EZCORP Inc. (NASDAQ:EZPW) filed Quarterly Report for the period ended 2012-12-31.
Ezcorp, Inc. has a market cap of $1.16 billion; its shares were traded at around $21.32 with a P/E ratio of 8.1301 and P/S ratio of 1.076. Ezcorp, Inc. had an annual average earning growth of 29% over the past 10 years. GuruFocus rated Ezcorp, Inc. the business predictability rank of 5-star.
Highlight of Business Operations:While allowable service charges vary by state and loan size, a majority of our U.S. pawn loans earn 20% per month. Our average U.S. pawn loan amount typically ranges between $135 to $145, but varies depending on the valuation of each item pawned. The total U.S. loan term ranges between 60 and 120 days, consisting of the primary term and grace period. In Mexico, pawn service charges range from 15% to 21% per month, including applicable taxes, with the majority of loans earning 21%. The total Mexico pawn loan term is 40 days, consisting of the primary term and grace period. Individual loans are made in Mexican pesos and vary depending on the valuation of each item pawned, but typically average $65 U.S. dollars.
Outside of Texas, we earn loan fee revenue on our consumer loans. In our U.S. and Canada financial services stores and certain of our U.S. pawn stores, we offer single-payment loans subject to state or provincial law. The average single-payment loan amount is approximately $430 and the term is generally less than 30 days, averaging about 17 days. We typically charge a fee of 15% to 22% of the loan amount. In many of our U.S. financial services stores, we offer multiple-payment loans subject to state law. These multiple-payment loans carry a term of four to seven months, with a series of equal installment payments including principal amortization, due monthly, semi-monthly or on the customers paydays. Total interest and fees on these loans vary in accordance with state law and loan terms, but over the entire loan term, total approximately 45% to 130% of the original principal amount of the loan. Multiple-payment loan principal amounts range from $100 to $3,000, but average approximately $560.
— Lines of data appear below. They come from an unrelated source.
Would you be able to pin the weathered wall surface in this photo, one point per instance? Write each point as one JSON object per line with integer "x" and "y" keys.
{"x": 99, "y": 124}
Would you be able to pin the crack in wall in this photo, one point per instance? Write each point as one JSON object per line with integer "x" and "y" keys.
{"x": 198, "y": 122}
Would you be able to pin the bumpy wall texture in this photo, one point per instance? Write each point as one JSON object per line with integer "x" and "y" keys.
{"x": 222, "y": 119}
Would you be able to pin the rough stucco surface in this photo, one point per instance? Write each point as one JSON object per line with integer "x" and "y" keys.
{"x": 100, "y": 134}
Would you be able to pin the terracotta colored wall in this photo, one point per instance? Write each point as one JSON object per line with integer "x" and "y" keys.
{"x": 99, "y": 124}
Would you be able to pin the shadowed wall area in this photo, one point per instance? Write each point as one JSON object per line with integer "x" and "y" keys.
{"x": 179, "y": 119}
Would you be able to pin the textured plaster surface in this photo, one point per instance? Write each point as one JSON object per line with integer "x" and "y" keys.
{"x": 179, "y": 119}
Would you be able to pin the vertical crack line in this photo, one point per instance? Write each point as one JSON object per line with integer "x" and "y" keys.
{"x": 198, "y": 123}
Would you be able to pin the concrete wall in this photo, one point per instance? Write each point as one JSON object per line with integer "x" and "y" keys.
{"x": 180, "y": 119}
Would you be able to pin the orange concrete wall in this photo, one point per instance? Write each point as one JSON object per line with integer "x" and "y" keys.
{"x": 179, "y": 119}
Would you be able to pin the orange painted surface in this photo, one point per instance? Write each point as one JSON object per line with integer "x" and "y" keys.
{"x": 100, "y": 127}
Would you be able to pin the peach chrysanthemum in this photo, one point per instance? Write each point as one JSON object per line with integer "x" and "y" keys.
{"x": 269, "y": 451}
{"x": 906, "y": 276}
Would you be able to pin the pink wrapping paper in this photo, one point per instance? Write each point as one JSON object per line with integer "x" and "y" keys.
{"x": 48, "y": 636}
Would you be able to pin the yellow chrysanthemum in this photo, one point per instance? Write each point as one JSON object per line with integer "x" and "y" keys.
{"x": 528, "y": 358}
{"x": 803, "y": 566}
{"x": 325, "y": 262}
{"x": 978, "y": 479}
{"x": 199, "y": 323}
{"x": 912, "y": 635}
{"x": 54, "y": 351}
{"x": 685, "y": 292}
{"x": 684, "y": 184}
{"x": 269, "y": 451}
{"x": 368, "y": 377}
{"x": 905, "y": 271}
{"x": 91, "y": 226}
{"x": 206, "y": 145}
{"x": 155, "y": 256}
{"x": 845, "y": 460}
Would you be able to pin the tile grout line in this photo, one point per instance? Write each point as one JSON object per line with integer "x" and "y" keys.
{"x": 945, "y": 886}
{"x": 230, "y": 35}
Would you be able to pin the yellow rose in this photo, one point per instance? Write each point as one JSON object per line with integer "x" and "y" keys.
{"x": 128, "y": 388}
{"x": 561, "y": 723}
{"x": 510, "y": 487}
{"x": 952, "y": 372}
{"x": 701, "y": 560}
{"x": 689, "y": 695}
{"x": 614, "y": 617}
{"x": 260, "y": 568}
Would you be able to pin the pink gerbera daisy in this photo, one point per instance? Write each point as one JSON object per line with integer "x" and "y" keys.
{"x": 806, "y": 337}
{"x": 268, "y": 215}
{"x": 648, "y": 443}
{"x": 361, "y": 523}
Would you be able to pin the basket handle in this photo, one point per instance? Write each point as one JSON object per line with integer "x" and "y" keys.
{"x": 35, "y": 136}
In the current quarter, consolidated total revenues increased 11%, or $28.3 million, to $277.1 million, compared to the prior year quarter. The increase was primarily driven by a 10% increase in pawn service charges, a 44% increase in consumer loan fees and an 10% increase in merchandise sales, partially offset by a 19% decrease in jewelry scrapping sales. Other revenue increased $4.1 million in the current quarter compared to the prior year quarter. Net revenues of $175.4 million, increased $21.3 million, or 14%, and operations expense increased $24.7 million or 30%. Administrative expenses of $13.7 million increased $2.0 million, or 17%. After a $2.4 million increase in depreciation and amortization, a $3.1 million increase in net interest expense, a $3.7 million decrease in income tax expense and the $1.4 million in net income attributable to the noncontrolling interest, net income attributable to EZCORP decreased $8.6 million, or 22%, to $30.7 million.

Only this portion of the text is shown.